Tartuffe, une mise en scène réussie par la Compagnie René Loyon

6 avril 2007

Mardi soir, le festival des Théâtrales invitait la Compagnie de René Loyon à présenter son Tartuffe sur la grande scène de Champ-Fleuri à Saint-Denis. Outre ce spectacle, les acteurs ont donné deux autres représentations de la pièce pour les scolaires.

Le jeu des acteurs redonne à cette pièce le souffle de ses mots.
(photo ODC)

Plus de trois cents quarante ans après sa création, Tartuffe arrive toujours à nous faire rire. L’universalité et l’intemporalité des thèmes constituent deux explications importantes de ce point de vue.

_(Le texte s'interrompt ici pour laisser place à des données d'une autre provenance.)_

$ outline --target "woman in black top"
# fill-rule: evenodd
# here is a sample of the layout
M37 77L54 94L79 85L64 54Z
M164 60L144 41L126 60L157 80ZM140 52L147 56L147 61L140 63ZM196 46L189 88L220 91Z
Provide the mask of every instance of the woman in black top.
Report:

Universel ? En effet, l’hypocrisie, la dévotion de façade de certains, les masques du désir, le poids de l’homme dans la vie courante restent encore le quotidien de nombres si ce n’est de toutes nos sociétés. Quant à l’intemporalité de la pièce, elle fait mouche. Néanmoins, pour qu’elle puisse conserver une telle pertinence, il faut plusieurs ingrédients. Tout d’abord, il faut citer le texte. Ce n’est pas pour rien que l’on parle de la langue de Molière. Quelle maîtrise ! Quelle capacité à dire, avec l’économie de l’alexandrin, la force de grandes idées ! Ensuite, il y a la capacité à occuper l’espace de représentation. C’est toute la grandeur du metteur en scène, René Loyon, que d’avoir adopté un décor dépouillé. A ce parti pris s’ajoute celui de vêtir les acteurs de façon moderne.
Enfin, il y a bien entendu le jeu des acteurs. Et celui-ci nous ravit. Constamment dynamique, il redonne à cette pièce le souffle de ses mots. On peut même déceler une double volonté de la part du metteur en scène. D’une part, certains aspects inquiètent ou entretiennent un climat presque angoissant. En effet, les acteurs sont de noir vêtus. Les rares meubles disposés sur la scène participent à ce climat. Le personnage de Tartuffe est bien interprété par Peter Bonke, doublé de son Laurent, muet mais qui en dit beaucoup plus par son jeu, notamment dans le registre de la contrition, contribuent à cette impression. Enfin, la musique qui, parfois, illustre le jeu des personnages, est particulière. A ce premier aspect, presque sombre de la pièce, René Loyon oppose les prouesses comiques de certains acteurs. Dans ce registre, Dorine (Chantal Mutel) tout comme Orgon (Dominique Boissel) sont particulièrement percutants. Bref, comme dans le texte original (acte II, scène 3), René Loyon propose au public de se faire « tartuffier ». Avec brio.

Matthieu Damian


Tartuffe ou la lutte contre la Compagnie du Saint-Sacrement

Tartuffe ou l’imposteur a été écrit en 1664 par Molière. Ce dernier souhaitait, par cette pièce, critiquer les agissements de la Compagnie du Saint-Sacrement. Celle-ci avait été fondée en 1627 par Henri de Levis, duc de Ventadour. Elle a très vite connu un succès considérable. Une telle croissance a été facilitée par le fait que Louis XIII et Richelieu ont été partisans de sa création. La Compagnie comporte à la fois des personnalités très prestigieuses, mais aussi des gens issus d’un rang social moins élevé. Néanmoins, du fait du contre-pouvoir qu’elle commence à constituer, elle est peu à peu combattue par Louis XIV. Si Molière joue la première représentation de Tartuffe ou l’Imposteur dans le château de Versailles en 1664, il ne pourra rejouer cette pièce jusqu’à la mort de la reine mère, Anne d’Autriche, en 1666, du fait que celle-ci défendait cette confrérie religieuse. Une fois cette dernière décédée, Louis XIV dissout la Compagnie. Alors, Molière fut à nouveau autorisé à jouer la pièce à partir de 1669.